32 bit takes 20 cycles to copy and swap 4 bytes. (4 more when you make it loop)
16 bit takes 11 cycles to copy and swap 2 bytes. (4 more when you make it loop)
Note, I never did get the hang of timing ARM instructions correctly, with the waitstates and all that, might be mistakes in the timing.
_________________
"We are merely sprites that dance at the beck and call of our button pressing overlord."
#175009 - Ruben - Sun Aug 15, 2010 12:37 pm
Building on Dwedit's post...
Code: |
@ Reverse memcpy.
@ Stores 16-bits
@ not very optimized, but
@ gets the job done AFAIK.
@ Cost is roughly 3 + 8x
@ where x is the number of
@ bytes to be copied.
@ ---
@ r0: dst
@ r1: src
@ r2: cnt [in bytes]
memcpyr16:
subs r2, #2 @ 1 ( 1)
ldrcsh r3, [r1, r2] @ ~6 ( 7)
movcs ip, r3, lsr #8 @ 1 ( 8)
orrcs r3, ip, r3, lsl #8 @ 1 ( 9)
strcsh r3, [r0], #2 @ ~4 (13)
bne memcpyr16 @ 3 (16)
bx lr @ 3 (19) |
EDIT: Fixed formatting and added timing + typo
#175020 - Miked0801 - Mon Aug 16, 2010 9:37 pm
Any chance this image is a sprite and you could use the X-Flip bit? Or perhaps a tile based BG in which you could also use the same bit? If it's a 3D layer or something that allows scaling, you could negative X scale to get this effect as well.
#175027 - Cearn - Wed Aug 18, 2010 8:36 pm
32bit-based version using some ROR <3.
Code: |
/*!
@function void memrcpy32(const void *src, void *dst, uint size);
Byte-reverse copies \a size/4 words from \a src to \a dst.
@param src Source pointer.
@param dst Destination pointer. Points to the START of the buffer.

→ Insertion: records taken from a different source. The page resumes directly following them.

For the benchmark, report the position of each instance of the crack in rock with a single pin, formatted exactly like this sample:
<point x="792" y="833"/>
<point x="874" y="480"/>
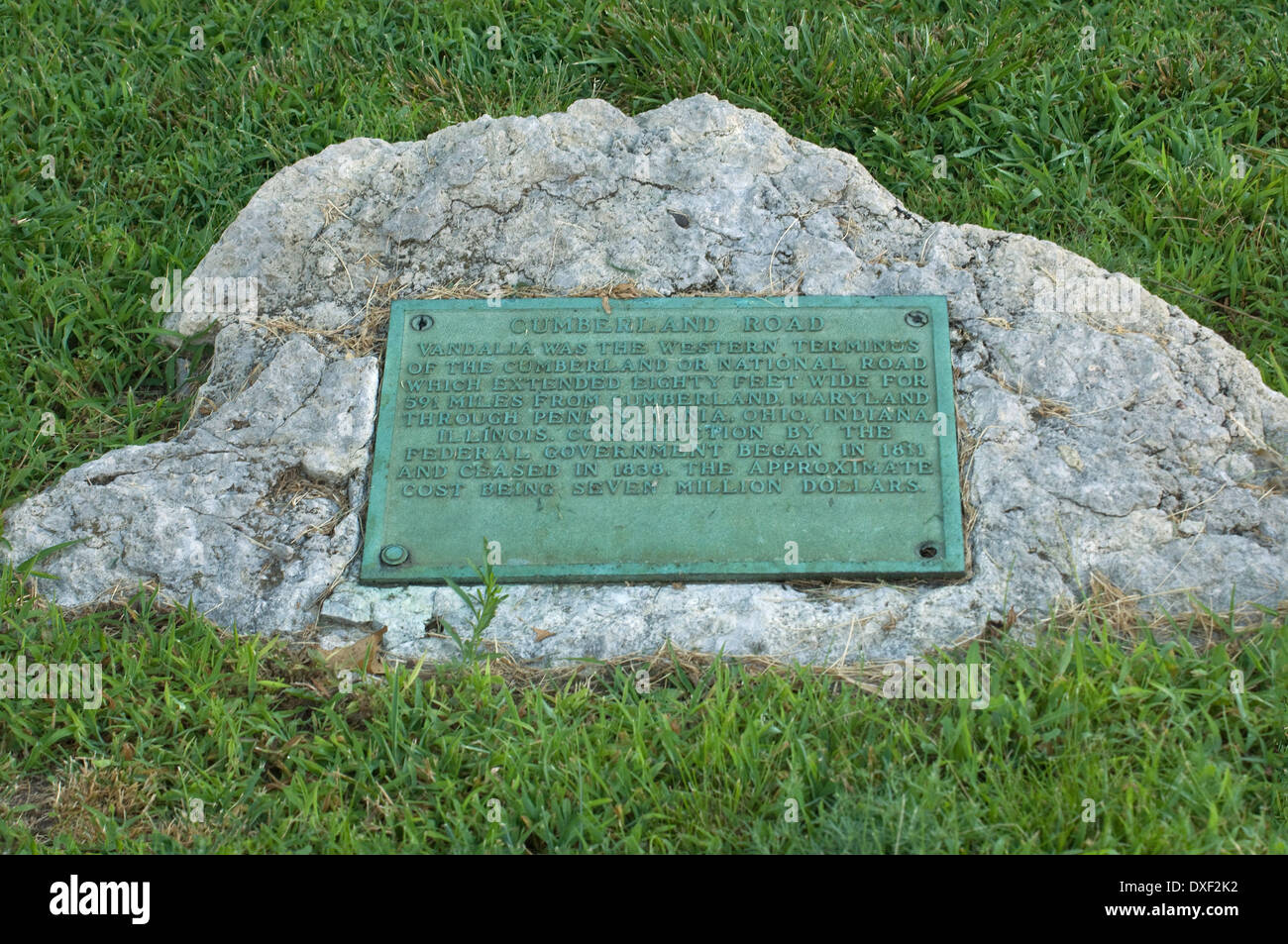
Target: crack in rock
<point x="1153" y="468"/>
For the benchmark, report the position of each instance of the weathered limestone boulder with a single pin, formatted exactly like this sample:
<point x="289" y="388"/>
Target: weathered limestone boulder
<point x="1106" y="432"/>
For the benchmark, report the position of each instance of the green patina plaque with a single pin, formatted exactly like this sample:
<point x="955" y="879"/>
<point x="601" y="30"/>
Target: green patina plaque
<point x="684" y="438"/>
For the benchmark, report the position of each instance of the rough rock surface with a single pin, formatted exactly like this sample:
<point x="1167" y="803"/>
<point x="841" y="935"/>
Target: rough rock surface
<point x="1112" y="433"/>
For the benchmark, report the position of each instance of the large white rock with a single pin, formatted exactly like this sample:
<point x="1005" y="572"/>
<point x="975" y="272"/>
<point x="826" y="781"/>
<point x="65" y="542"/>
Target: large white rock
<point x="1115" y="434"/>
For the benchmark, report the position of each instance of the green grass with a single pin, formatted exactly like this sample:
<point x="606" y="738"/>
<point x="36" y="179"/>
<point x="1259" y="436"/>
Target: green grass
<point x="1122" y="154"/>
<point x="707" y="760"/>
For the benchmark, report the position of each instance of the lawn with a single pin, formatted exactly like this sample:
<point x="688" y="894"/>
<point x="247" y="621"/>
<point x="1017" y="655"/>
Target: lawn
<point x="1154" y="146"/>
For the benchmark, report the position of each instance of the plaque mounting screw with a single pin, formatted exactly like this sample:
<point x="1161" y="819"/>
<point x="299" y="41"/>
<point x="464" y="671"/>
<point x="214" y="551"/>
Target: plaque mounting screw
<point x="393" y="554"/>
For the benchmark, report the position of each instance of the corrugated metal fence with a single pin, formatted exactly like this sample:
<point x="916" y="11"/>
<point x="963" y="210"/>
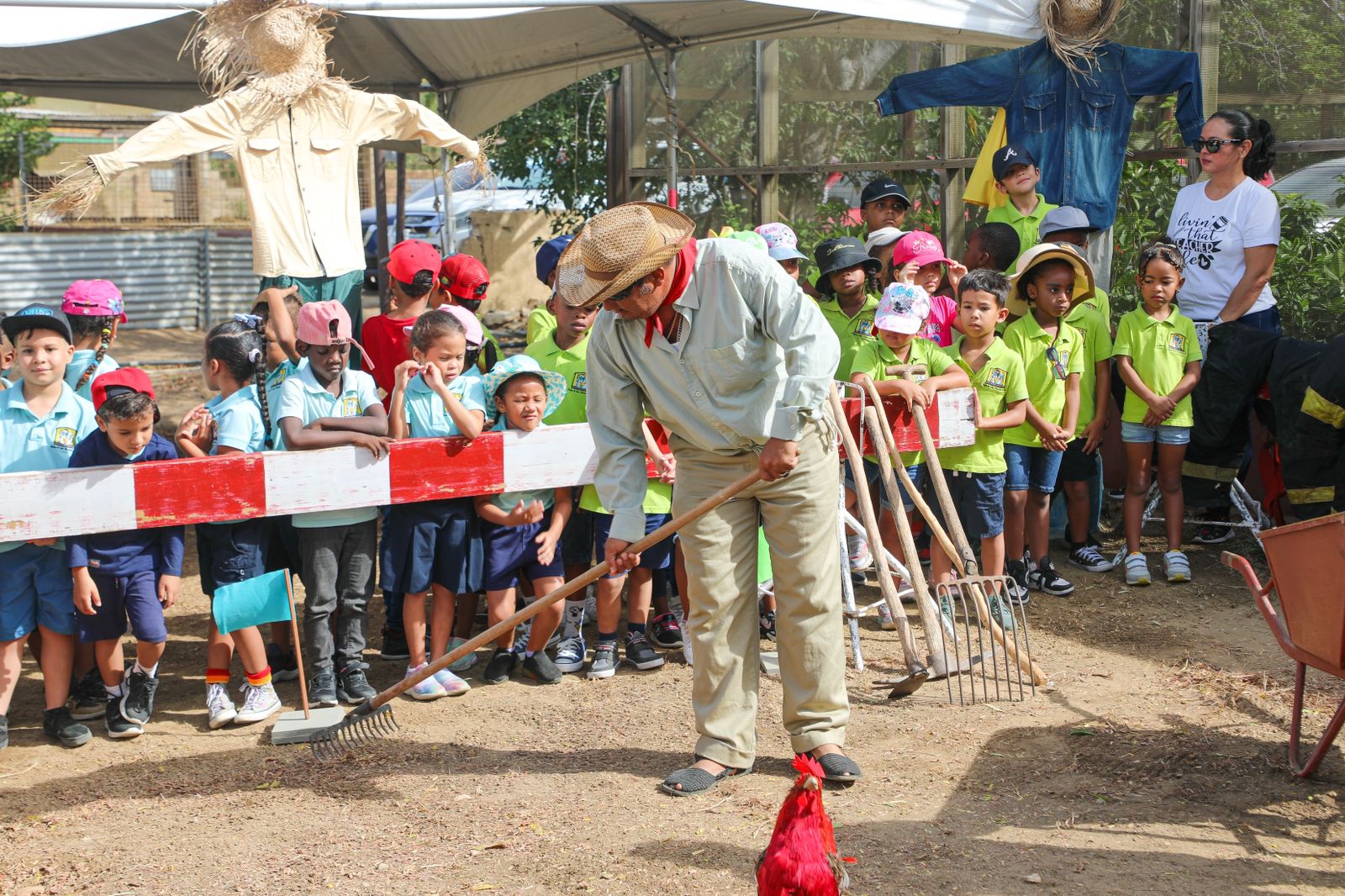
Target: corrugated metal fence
<point x="170" y="277"/>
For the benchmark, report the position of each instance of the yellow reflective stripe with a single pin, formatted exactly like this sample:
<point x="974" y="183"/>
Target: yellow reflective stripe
<point x="1318" y="408"/>
<point x="1318" y="495"/>
<point x="1205" y="472"/>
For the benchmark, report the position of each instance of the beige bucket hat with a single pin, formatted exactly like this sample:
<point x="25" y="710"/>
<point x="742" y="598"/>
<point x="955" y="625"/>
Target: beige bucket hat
<point x="1017" y="303"/>
<point x="616" y="248"/>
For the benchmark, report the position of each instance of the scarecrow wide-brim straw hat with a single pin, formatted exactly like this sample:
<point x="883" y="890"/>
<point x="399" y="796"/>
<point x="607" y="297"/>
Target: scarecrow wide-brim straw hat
<point x="618" y="248"/>
<point x="1017" y="303"/>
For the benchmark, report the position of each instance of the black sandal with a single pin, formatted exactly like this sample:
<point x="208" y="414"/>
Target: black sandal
<point x="697" y="781"/>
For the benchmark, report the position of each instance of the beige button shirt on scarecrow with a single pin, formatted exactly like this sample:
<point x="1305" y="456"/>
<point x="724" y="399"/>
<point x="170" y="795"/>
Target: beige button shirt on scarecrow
<point x="298" y="171"/>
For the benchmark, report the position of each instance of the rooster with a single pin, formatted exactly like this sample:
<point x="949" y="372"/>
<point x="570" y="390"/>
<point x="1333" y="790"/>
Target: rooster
<point x="800" y="860"/>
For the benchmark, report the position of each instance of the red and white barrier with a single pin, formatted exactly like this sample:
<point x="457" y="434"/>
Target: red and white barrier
<point x="172" y="493"/>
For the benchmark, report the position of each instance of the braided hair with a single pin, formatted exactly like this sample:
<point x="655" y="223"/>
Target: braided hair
<point x="85" y="326"/>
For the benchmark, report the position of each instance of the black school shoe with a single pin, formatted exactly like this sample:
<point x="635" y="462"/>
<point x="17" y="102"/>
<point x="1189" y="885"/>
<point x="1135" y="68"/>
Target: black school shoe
<point x="60" y="725"/>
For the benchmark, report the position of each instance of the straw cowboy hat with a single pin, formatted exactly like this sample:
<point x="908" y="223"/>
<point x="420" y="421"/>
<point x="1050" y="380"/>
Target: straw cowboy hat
<point x="1076" y="27"/>
<point x="618" y="248"/>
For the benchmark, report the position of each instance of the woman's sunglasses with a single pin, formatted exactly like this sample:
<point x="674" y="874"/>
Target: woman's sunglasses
<point x="1214" y="145"/>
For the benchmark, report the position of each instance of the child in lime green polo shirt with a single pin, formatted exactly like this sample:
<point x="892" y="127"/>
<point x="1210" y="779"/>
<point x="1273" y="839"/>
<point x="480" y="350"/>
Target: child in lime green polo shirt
<point x="1049" y="280"/>
<point x="975" y="474"/>
<point x="1158" y="358"/>
<point x="900" y="316"/>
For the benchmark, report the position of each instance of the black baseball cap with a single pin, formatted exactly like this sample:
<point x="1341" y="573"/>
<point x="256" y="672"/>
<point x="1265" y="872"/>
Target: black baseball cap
<point x="37" y="316"/>
<point x="881" y="188"/>
<point x="1009" y="156"/>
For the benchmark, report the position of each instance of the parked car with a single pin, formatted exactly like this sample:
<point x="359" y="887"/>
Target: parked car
<point x="427" y="210"/>
<point x="1321" y="183"/>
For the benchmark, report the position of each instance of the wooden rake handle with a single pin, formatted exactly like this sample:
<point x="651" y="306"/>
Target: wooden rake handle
<point x="572" y="587"/>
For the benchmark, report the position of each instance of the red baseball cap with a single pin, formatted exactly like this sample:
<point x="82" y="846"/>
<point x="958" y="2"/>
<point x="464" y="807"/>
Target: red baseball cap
<point x="409" y="257"/>
<point x="120" y="382"/>
<point x="464" y="276"/>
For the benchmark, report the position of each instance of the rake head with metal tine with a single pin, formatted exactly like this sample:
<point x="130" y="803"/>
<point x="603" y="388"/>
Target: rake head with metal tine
<point x="362" y="725"/>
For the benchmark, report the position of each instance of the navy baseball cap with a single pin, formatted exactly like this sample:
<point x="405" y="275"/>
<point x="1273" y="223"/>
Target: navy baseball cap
<point x="881" y="188"/>
<point x="37" y="316"/>
<point x="549" y="255"/>
<point x="1009" y="156"/>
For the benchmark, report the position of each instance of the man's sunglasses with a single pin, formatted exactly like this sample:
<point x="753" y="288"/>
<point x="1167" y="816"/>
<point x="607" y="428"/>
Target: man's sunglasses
<point x="1214" y="145"/>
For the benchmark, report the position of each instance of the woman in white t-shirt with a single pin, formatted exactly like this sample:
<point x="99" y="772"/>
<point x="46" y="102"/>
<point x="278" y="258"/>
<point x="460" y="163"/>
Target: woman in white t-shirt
<point x="1228" y="226"/>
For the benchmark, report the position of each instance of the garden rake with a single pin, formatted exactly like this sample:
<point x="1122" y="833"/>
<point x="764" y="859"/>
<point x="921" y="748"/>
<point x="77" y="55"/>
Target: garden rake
<point x="373" y="719"/>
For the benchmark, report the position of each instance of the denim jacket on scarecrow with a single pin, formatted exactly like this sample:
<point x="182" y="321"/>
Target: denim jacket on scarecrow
<point x="1075" y="125"/>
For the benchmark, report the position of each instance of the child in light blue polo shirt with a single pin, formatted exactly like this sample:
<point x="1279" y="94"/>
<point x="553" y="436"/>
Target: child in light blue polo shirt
<point x="324" y="405"/>
<point x="40" y="423"/>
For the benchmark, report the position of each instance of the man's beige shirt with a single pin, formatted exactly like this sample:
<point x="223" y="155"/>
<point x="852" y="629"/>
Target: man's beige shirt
<point x="299" y="171"/>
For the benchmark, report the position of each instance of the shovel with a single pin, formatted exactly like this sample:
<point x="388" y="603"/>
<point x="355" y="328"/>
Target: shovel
<point x="962" y="556"/>
<point x="919" y="672"/>
<point x="373" y="719"/>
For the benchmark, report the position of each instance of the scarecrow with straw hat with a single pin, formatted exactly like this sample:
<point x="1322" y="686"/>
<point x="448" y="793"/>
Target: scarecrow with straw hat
<point x="720" y="346"/>
<point x="295" y="131"/>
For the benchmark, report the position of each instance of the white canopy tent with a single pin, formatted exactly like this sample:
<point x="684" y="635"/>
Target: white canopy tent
<point x="488" y="58"/>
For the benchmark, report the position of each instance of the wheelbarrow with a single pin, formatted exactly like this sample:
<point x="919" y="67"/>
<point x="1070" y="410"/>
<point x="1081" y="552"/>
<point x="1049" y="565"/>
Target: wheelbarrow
<point x="1306" y="567"/>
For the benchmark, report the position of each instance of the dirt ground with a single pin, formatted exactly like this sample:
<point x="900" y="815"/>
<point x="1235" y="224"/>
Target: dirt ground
<point x="1157" y="763"/>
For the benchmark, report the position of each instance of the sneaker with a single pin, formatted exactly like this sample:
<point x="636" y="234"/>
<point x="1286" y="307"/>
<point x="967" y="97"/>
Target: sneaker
<point x="861" y="557"/>
<point x="260" y="704"/>
<point x="221" y="708"/>
<point x="501" y="667"/>
<point x="1089" y="557"/>
<point x="61" y="724"/>
<point x="464" y="662"/>
<point x="353" y="685"/>
<point x="394" y="646"/>
<point x="1047" y="580"/>
<point x="541" y="669"/>
<point x="284" y="665"/>
<point x="139" y="701"/>
<point x="322" y="688"/>
<point x="1137" y="569"/>
<point x="428" y="689"/>
<point x="1177" y="566"/>
<point x="1208" y="535"/>
<point x="452" y="685"/>
<point x="87" y="698"/>
<point x="666" y="633"/>
<point x="120" y="727"/>
<point x="604" y="661"/>
<point x="1015" y="593"/>
<point x="569" y="656"/>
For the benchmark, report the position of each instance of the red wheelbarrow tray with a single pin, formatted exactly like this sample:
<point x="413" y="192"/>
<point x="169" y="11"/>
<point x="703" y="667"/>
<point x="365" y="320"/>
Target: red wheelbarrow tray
<point x="1308" y="569"/>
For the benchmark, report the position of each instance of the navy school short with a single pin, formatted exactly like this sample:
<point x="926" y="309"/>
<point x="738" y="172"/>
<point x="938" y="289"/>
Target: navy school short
<point x="432" y="542"/>
<point x="511" y="552"/>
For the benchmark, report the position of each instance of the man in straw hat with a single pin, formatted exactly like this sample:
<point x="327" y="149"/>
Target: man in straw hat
<point x="295" y="132"/>
<point x="724" y="350"/>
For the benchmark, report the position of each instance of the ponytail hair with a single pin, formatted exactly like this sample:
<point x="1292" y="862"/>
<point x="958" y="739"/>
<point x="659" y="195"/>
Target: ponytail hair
<point x="85" y="326"/>
<point x="1243" y="125"/>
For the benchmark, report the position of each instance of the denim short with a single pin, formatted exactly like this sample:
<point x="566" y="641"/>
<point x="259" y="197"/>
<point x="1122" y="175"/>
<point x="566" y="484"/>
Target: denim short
<point x="35" y="589"/>
<point x="1032" y="468"/>
<point x="1163" y="434"/>
<point x="874" y="475"/>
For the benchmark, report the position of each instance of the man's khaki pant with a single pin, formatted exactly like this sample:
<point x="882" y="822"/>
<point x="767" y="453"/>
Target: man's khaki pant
<point x="799" y="517"/>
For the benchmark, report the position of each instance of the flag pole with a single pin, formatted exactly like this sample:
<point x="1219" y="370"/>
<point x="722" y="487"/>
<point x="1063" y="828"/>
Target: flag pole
<point x="299" y="650"/>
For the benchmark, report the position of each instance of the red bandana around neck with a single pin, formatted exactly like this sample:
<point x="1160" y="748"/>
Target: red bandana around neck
<point x="681" y="276"/>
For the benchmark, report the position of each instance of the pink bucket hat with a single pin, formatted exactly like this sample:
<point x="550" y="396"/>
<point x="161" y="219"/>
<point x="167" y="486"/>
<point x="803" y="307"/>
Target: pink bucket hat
<point x="326" y="323"/>
<point x="94" y="299"/>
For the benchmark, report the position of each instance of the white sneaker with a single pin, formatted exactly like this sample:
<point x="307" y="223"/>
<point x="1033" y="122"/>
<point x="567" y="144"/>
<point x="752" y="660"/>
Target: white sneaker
<point x="222" y="709"/>
<point x="260" y="704"/>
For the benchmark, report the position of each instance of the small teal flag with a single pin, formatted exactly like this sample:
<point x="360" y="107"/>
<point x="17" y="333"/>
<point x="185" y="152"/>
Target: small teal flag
<point x="252" y="603"/>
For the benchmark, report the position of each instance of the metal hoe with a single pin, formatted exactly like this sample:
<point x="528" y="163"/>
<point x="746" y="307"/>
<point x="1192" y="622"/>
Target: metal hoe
<point x="373" y="719"/>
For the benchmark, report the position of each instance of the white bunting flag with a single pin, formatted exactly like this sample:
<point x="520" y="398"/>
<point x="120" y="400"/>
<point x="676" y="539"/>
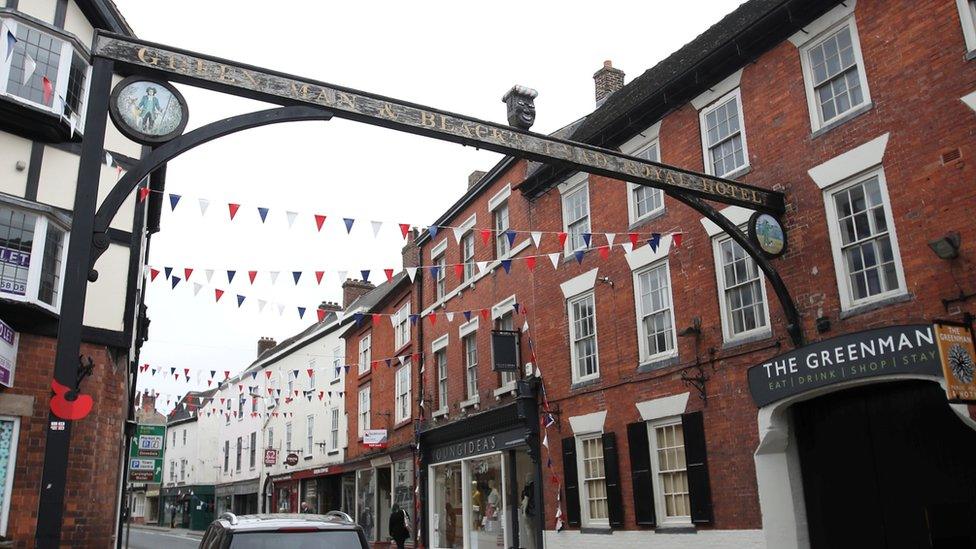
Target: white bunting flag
<point x="536" y="238"/>
<point x="29" y="67"/>
<point x="554" y="257"/>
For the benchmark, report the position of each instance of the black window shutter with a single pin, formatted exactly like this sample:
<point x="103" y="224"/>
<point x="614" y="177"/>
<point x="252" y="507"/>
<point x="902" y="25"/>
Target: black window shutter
<point x="571" y="479"/>
<point x="698" y="486"/>
<point x="641" y="474"/>
<point x="611" y="467"/>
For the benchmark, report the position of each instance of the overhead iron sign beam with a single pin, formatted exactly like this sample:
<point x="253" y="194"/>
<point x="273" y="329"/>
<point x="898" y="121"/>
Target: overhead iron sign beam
<point x="266" y="85"/>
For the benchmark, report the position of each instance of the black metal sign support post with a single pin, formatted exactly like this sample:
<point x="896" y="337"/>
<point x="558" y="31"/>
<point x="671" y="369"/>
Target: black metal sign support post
<point x="50" y="511"/>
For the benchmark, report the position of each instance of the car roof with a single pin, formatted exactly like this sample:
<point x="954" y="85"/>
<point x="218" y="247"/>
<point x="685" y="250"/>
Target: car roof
<point x="275" y="521"/>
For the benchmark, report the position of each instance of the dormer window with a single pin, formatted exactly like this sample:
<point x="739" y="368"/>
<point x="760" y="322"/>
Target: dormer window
<point x="32" y="253"/>
<point x="44" y="69"/>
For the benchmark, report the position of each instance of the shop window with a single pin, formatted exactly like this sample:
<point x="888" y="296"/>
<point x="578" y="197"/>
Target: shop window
<point x="576" y="213"/>
<point x="863" y="240"/>
<point x="402" y="401"/>
<point x="401" y="326"/>
<point x="742" y="290"/>
<point x="32" y="252"/>
<point x="723" y="136"/>
<point x="365" y="344"/>
<point x="644" y="201"/>
<point x="655" y="315"/>
<point x="833" y="73"/>
<point x="54" y="58"/>
<point x="582" y="337"/>
<point x="363" y="410"/>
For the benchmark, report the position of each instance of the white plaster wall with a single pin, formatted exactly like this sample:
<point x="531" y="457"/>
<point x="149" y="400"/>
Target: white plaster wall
<point x="12" y="150"/>
<point x="644" y="539"/>
<point x="41" y="9"/>
<point x="105" y="304"/>
<point x="77" y="24"/>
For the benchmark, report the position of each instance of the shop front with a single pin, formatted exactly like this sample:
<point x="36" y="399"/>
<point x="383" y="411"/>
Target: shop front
<point x="189" y="507"/>
<point x="483" y="484"/>
<point x="859" y="446"/>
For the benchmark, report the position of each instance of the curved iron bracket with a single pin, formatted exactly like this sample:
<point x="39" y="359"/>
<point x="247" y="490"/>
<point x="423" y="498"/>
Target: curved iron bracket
<point x="793" y="325"/>
<point x="164" y="153"/>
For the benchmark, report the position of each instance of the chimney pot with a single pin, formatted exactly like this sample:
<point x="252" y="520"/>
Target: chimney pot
<point x="607" y="80"/>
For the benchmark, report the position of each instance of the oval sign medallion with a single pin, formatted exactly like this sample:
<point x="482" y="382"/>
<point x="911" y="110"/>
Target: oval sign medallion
<point x="768" y="233"/>
<point x="148" y="111"/>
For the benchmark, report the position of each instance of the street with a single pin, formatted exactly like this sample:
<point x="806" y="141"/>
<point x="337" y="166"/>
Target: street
<point x="149" y="539"/>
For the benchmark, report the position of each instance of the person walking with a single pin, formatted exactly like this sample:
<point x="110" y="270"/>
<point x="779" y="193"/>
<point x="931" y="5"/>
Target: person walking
<point x="399" y="530"/>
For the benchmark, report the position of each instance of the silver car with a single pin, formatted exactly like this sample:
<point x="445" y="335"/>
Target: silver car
<point x="333" y="530"/>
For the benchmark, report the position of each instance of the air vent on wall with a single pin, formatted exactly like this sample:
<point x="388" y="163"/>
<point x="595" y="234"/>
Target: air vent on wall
<point x="951" y="156"/>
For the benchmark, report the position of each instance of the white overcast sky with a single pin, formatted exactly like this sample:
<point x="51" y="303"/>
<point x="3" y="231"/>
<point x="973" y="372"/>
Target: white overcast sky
<point x="458" y="56"/>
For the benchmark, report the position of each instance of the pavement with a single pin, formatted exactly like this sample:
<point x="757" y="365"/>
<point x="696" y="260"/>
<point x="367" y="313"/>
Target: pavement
<point x="153" y="537"/>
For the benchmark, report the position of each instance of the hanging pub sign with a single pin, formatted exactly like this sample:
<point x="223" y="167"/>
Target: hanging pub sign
<point x="957" y="352"/>
<point x="894" y="350"/>
<point x="504" y="350"/>
<point x="148" y="111"/>
<point x="768" y="233"/>
<point x="9" y="340"/>
<point x="374" y="438"/>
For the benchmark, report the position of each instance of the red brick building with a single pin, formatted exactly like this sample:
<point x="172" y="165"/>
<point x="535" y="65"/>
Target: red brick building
<point x="380" y="400"/>
<point x="683" y="414"/>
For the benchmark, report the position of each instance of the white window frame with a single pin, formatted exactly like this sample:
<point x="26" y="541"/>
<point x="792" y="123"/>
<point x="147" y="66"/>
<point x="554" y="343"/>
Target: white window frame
<point x="584" y="489"/>
<point x="840" y="265"/>
<point x="364" y="410"/>
<point x="577" y="183"/>
<point x="589" y="294"/>
<point x="365" y="352"/>
<point x="660" y="508"/>
<point x="8" y="485"/>
<point x="727" y="325"/>
<point x="401" y="326"/>
<point x="813" y="105"/>
<point x="403" y="393"/>
<point x="967" y="16"/>
<point x="703" y="126"/>
<point x="645" y="355"/>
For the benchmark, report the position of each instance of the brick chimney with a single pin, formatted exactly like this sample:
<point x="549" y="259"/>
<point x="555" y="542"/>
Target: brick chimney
<point x="264" y="344"/>
<point x="411" y="251"/>
<point x="607" y="80"/>
<point x="474" y="177"/>
<point x="352" y="289"/>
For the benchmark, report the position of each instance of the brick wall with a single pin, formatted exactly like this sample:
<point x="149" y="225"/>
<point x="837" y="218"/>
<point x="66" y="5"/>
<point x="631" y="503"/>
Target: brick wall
<point x="96" y="448"/>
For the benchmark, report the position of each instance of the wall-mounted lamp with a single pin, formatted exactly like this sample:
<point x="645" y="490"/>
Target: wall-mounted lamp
<point x="946" y="247"/>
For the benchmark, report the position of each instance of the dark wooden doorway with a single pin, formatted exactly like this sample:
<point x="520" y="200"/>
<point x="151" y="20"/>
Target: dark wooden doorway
<point x="887" y="466"/>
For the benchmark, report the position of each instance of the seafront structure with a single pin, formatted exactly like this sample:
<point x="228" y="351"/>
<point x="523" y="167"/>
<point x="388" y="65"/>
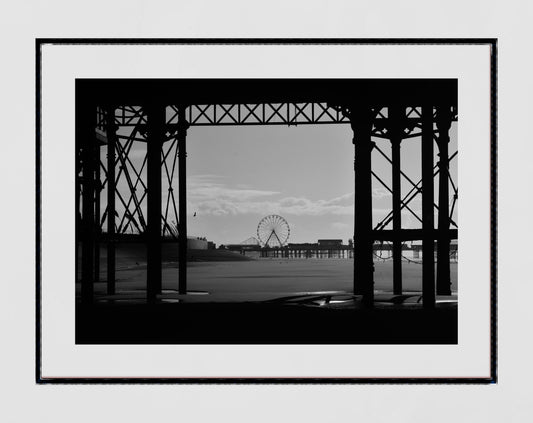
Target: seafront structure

@param size number of bytes to copy.
@note Kinda expects word-alignment for everything (for now).
*/
.section .iwram, "ax", %progbits
.arm
.align
.global memrcpy32
memrcpy32:
bics r2, r2, #3 @ word-align size,
bxeq lr @ and perhaps quick escape.
stmfd sp!, {r4}
add r1, r1, r2 @ point dst to its (not it's) tail.
ldr ip,=0x00FF00FF
.LrcpyLoop:
ldmia r0!, {r3} @ r3: abcd ; r3= *src++;
and r4, ip, r3, ror #16 @ r4: 0d0b
and r3, ip, r3, ror #24 @ r3: 0c0a
orr r3, r3, r4, lsl #8 @ r3: dcba
stmdb r1!, {r3} @ ; *--dst= r3;
subs r2, r2, #4
bne .LrcpyLoop
ldmfd sp!, {r4}
bx lr
|
Of course, this only works if everything is word aligned. If not, you'll have to account for the misalignments, as well as deal with the head and tail ending in the middle of a word.
If possible, use sprites for image flipping.
#175030 - Ruben - Thu Aug 19, 2010 9:10 am
Can't you avoid the "add r1, r1, r2" by instead chaging the loop to...
Code: |
.LrcpyLoop:
subs r2, r2, #4
ldrcs r3, [r0, r2] @ r3: abcd ; r3= src[end--]
andcs r4, ip, r3, ror #16 @ r4: 0d0b
andcs r3, ip, r3, ror #24 @ r3: 0c0a
orrcs r3, r3, r4, lsl #8 @ r3: dcba
stmcsia r1!, {r3} @ ; *dst++ = r3;
bhi .LrcpyLoop |
Or does that screw up the sequential access timing?